In a study with potentially far-reaching implications for criminal justice in the United States, a team of California researchers has found that algorithms are significantly more accurate than humans in predicting which defendants will later be arrested for a new crime.
When assessing just a handful of variables in a controlled environment, even untrained humans can match the predictive skill of sophisticated risk-assessment instruments, says the new study by scholars at Stanford University and the University of California, Berkeley.
But real-world criminal justice settings are often far more complex, and when a larger number of factors are useful for predicting recidivism, the algorithm-based tools performed far better than people. In some tests, the tools approached 90% accuracy in predicting which defendants might be arrested again, compared to about 60% for human prediction.
"Risk assessment has long been a part of decision-making in the criminal justice system," said Jennifer Skeem, a psychologist who specializes in criminal justice at UC Berkeley. "Although recent debate has raised important questions about algorithm-based tools, our research shows that in contexts resembling real criminal justice settings, risk assessments are often more accurate than human judgment in predicting recidivism. That's consistent with a long line of research comparing humans to statistical tools."
"Validated risk-assessment instruments can help justice professionals make more informed decisions," said Sharad Goel, a computational social scientist at Stanford University. "For example, these tools can help judges identify and potentially release people who pose little risk to public safety. But, like any tools, risk assessment instruments must be coupled with sound policy and human oversight to support fair and effective criminal justice reform."
The paper -- "The limits of human predictions of recidivism" -- was slated for publication Feb. 14, 2020, in Science Advances. Skeem presented the research on Feb. 13 in a news briefing at the annual meeting of the American Association for the Advancement of Science (AAAS) in Seattle, Wash. Joining her were two co-authors: Ph.D. graduate Jongbin Jung and Ph.D. candidate Zhiyuan "Jerry" Lin, who both studied computational social science at Stanford.
The research findings are important as the United States debates how to balance the needs communities have for security while reducing incarceration rates that are the highest of any nation in the world--and disproportionately affect African Americans and communities of color.

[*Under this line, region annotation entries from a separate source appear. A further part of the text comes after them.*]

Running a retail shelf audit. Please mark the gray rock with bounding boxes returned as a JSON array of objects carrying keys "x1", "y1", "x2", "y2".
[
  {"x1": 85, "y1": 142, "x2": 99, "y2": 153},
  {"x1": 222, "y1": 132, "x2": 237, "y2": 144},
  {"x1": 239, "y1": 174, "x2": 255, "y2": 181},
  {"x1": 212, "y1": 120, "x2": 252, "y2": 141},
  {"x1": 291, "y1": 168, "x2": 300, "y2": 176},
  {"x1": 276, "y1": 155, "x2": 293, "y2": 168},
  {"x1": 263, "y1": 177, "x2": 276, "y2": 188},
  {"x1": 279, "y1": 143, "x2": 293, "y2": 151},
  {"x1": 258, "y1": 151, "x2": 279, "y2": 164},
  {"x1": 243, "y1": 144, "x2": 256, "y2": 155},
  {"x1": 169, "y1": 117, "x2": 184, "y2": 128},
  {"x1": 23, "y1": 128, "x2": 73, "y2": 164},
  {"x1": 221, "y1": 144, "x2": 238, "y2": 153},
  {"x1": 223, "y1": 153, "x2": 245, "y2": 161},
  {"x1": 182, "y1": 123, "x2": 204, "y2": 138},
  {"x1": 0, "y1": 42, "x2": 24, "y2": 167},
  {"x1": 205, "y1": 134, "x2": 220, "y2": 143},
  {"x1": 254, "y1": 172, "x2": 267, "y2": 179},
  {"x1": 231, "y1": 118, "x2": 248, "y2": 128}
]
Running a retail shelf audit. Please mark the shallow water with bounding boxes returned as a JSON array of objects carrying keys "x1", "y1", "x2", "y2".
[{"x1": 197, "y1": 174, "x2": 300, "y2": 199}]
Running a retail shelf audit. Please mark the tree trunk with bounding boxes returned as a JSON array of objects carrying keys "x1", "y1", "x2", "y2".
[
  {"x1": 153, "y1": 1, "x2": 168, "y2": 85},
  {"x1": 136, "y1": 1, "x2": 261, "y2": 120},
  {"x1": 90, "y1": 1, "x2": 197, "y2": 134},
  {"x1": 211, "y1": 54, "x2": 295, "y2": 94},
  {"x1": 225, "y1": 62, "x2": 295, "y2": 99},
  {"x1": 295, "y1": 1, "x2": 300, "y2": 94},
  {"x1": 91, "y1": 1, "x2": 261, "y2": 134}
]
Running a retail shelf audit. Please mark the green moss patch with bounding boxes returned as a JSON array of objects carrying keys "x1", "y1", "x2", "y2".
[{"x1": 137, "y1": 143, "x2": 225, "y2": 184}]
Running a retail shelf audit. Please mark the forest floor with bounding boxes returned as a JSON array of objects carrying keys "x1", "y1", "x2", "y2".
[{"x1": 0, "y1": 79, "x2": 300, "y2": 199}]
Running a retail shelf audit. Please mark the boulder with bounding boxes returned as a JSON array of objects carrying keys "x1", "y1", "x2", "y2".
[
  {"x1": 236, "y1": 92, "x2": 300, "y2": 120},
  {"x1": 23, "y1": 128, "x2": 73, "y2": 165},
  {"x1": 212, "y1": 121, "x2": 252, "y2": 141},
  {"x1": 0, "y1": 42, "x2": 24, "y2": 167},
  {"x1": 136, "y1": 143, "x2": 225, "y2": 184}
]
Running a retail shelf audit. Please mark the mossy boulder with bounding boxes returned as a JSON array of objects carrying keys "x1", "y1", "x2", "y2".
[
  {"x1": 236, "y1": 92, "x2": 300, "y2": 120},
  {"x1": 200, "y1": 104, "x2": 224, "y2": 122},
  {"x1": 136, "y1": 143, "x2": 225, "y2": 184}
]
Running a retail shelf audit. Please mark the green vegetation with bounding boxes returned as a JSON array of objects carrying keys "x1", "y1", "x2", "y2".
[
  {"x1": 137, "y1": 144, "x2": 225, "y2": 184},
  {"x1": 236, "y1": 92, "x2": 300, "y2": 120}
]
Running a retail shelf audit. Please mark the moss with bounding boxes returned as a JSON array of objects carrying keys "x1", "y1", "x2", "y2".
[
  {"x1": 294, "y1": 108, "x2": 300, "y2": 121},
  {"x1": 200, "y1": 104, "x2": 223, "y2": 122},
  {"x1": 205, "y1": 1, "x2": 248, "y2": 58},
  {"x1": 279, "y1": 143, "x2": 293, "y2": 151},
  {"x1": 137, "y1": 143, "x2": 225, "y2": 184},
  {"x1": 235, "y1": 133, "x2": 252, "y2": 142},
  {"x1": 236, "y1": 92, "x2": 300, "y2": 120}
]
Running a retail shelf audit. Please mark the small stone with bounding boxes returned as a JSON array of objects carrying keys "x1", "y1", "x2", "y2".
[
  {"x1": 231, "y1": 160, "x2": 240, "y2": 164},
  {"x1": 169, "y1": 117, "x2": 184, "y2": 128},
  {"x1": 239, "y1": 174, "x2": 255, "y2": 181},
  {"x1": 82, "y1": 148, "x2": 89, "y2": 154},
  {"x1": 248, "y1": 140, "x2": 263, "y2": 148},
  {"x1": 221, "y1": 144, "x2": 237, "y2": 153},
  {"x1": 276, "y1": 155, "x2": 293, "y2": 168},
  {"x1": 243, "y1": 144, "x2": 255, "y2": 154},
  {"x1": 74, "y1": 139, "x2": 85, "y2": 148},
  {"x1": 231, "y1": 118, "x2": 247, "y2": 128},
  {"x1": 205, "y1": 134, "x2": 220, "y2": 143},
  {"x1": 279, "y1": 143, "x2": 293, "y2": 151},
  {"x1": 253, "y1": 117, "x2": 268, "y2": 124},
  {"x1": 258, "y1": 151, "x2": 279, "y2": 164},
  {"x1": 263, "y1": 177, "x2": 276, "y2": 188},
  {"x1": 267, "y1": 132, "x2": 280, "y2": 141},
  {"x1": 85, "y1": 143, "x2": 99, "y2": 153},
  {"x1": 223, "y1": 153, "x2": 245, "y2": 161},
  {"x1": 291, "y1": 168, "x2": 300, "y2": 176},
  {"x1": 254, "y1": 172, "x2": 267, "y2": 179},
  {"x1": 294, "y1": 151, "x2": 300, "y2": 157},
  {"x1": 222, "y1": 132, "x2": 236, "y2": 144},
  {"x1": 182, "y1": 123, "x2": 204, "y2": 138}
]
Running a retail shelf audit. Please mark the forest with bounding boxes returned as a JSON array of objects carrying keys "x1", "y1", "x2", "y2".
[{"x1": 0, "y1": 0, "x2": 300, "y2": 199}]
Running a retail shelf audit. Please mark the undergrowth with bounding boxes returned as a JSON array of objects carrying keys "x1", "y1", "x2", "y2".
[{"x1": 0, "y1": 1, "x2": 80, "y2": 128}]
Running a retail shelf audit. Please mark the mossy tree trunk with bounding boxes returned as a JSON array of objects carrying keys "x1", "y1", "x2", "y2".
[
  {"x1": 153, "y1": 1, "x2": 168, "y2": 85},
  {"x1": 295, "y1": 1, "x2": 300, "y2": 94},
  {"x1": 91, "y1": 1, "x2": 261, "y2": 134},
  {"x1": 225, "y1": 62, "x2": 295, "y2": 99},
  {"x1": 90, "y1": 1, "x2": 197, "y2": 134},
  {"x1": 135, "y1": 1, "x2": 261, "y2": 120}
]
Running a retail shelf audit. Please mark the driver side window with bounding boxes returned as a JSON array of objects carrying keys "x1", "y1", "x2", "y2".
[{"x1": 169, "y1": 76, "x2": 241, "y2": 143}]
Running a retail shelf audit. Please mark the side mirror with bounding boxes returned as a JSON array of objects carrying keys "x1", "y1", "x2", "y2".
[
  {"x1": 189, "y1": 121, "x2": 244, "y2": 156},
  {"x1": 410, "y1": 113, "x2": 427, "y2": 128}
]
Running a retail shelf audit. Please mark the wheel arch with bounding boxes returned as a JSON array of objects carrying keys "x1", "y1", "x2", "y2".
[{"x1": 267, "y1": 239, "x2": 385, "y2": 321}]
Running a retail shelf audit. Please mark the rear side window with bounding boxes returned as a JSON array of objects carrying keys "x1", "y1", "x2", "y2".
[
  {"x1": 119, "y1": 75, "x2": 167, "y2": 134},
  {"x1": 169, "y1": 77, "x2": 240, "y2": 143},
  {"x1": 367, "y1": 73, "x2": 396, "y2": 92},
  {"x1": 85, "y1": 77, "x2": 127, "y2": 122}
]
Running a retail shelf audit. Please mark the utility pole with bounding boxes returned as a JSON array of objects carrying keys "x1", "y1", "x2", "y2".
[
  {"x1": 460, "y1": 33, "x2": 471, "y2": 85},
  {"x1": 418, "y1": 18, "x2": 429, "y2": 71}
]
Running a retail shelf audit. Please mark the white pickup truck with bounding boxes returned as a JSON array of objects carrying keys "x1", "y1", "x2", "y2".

If the use of advanced risk assessment tools continues and improves, that could refine critically important decisions that justice professionals make daily: Which individuals can be rehabilitated in the community, rather than in prison? Which could go to low-security prisons, and which to high-security sites? And which prisoners can safely be released to the community on parole?
Assessment tools driven by algorithms are widely used in the United States, in areas as diverse as medical care, banking and university admissions. They have long been used in criminal justice, helping judges and others to weigh data in making their decisions.
But in 2018, researchers at Dartmouth University raised questions about the accuracy of such tools in a criminal justice framework. In a study, they assembled 1,000 short vignettes of criminal defendants, with information drawn from a widely used risk assessment called the Correctional Offender Management Profiling for Alternative Sanctions (COMPAS).
The vignettes each included five risk factors for recidivism: the individual's sex, age, current criminal charge, and the number of previous adult and juvenile offenses. The researchers then used Amazon's Mechanical Turk platform to recruit 400 volunteers to read the vignettes and assess whether each defendant would commit another crime within two years. After reviewing each vignette, the volunteers were told whether their evaluation accurately predicted the subject's recidivism.
Both the people and the algorithm were accurate slightly less than two-thirds of the time.
These results, the Dartmouth authors concluded, cast doubt on the value of risk-assessment instruments and algorithmic prediction.
The study generated high-profile news coverage--and sent a wave of doubt through the U.S. criminal justice reform community. If sophisticated tools were no better than people in predicting which defendants would re-offend, some said, then there was little point in using the algorithms, which might only reinforce racial bias in sentencing. Some argued such profound decisions should be made by people, not computers.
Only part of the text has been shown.